Filter input files used for MapReduce

How to filter out the input files to process with MapReduce, and how to get a code versatile enough so that end user can easily select files based on a common pattern ?
Assuming your files stored on HDFS contain a date-time pattern, what if you could execute your code on “2013-07-XX” files only ? I am sure there are many ways to do so, but because of my Regexp addiction (thanks to my Perl legacy), I have created a MapReduce code that can take as an argument a regular expression in order to filter out any of the input files included in your data set.

how-we-filter

Filtering on file name

Command line interface

As reported in previous article, when implementing the Tool Interface, you can provide Hadoop with some configuration parameters directly from the command line interface (prefixed by -D option). By doing so, no need to deal with all these properties from static main(String[] args) method in your driver code anymore since all of them will be accessible system-wide through Hadoop configuration.

hadoop jar com.wordpress.hadoopi.Filter -D file.pattern=.*regex.*

Implementing PathFilter interface

PathFilter allows you to accept or reject any of the files included your input path, based on some custom restrictions (in our case a regular expression). This will be achieved by implementing the accept() method. Note that you’ll need to extends Configured class if you want to access “file.pattern” property supplied in CLI.

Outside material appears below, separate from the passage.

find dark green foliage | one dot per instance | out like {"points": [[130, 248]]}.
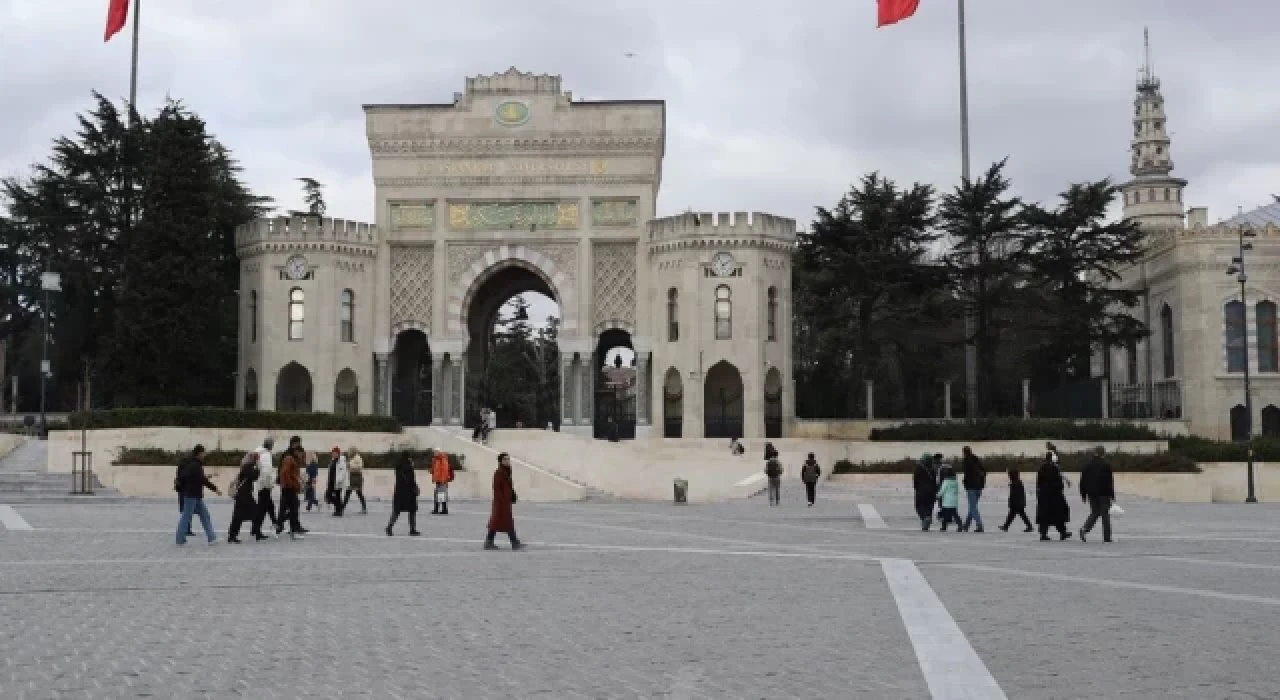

public class RegexFilter extends Configured implements PathFilter {

	Pattern pattern;
	Configuration conf;

	@Override
	public boolean accept(Path path) {
		Matcher m = pattern.matcher(path.toString());
		System.out.println("Is path : " + path.toString() + " matching "
			+ conf.get("file.pattern") + " ? , " + m.matches());
		return m.matches();
	}

	@Override
	public void setConf(Configuration conf) {
		this.conf = conf;
		pattern = Pattern.compile(conf.get("file.pattern"));
	}
}

In setConf() method, we retrieve the hadoop configuration and compile our regular expression. In accept() method, we return true if file matches our pattern, false otherwise. Pretty obvious, isn’t it ?

Driver code

Using your RegexFilter in MapReduce driver code is pretty straightforward. You need to call setInputPathFilter static method and add your custom PathFilter implementation. Your filter will be applied on each file included in inputPath directory (supplied in addInputPath method).

	// Input
	FileInputFormat.setInputPathFilter(myJob, RegexFilter.class);
	FileInputFormat.addInputPath(myJob, inputPath);
	myJob.setInputFormatClass(TextInputFormat.class);

	// Output
	FileOutputFormat.setOutputPath(myJob, outputPath);
	myJob.setOutputFormatClass(TextOutputFormat.class);

Testing

First test done with a “.*” regular expression (i.e. all files)
Our implementation works

Is path : hdfs://hadub1:8020/user/hadoopi/data matching .* ? , true
Is path : hdfs://hadub1:8020/user/hadoopi/data/hadoopi_part-r-00000 matches .* ? , true
Is path : hdfs://hadub1:8020/user/hadoopi/data/hadoopi_part-r-00001 matches .* ? , true
13/07/29 10:52:30 INFO input.FileInputFormat: Total input paths to process : 2
13/07/29 10:52:35 INFO mapred.JobClient: Running job: job_201307291018_0008

Second test done with a more restrictive pattern (“.*part.*”)
Our implementation does not work here !

Is path : hdfs://hadub1:8020/user/hadoopi/data matches .*part.* ? , false
13/07/29 10:45:09 INFO mapred.JobClient: Cleaning up the staging area hdfs://hadub1:8020/user/hadoopi/.staging/job_201307291018_0006
13/07/29 10:45:09 ERROR security.UserGroupInformation: PriviledgedActionException as:hadoopi (auth:SIMPLE) cause:org.apache.hadoop.mapreduce.lib.input.InvalidInputException: Input path does not exist: hdfs://hadub1:8020/user/hadoopi/data
Exception in thread "main" org.apache.hadoop.mapreduce.lib.input.InvalidInputException: Input path does not exist: hdfs://hadub1:8020/user/hadoopi/data
        at org.apache.hadoop.mapreduce.lib.input.FileInputFormat.listStatus(FileInputFormat.java:231)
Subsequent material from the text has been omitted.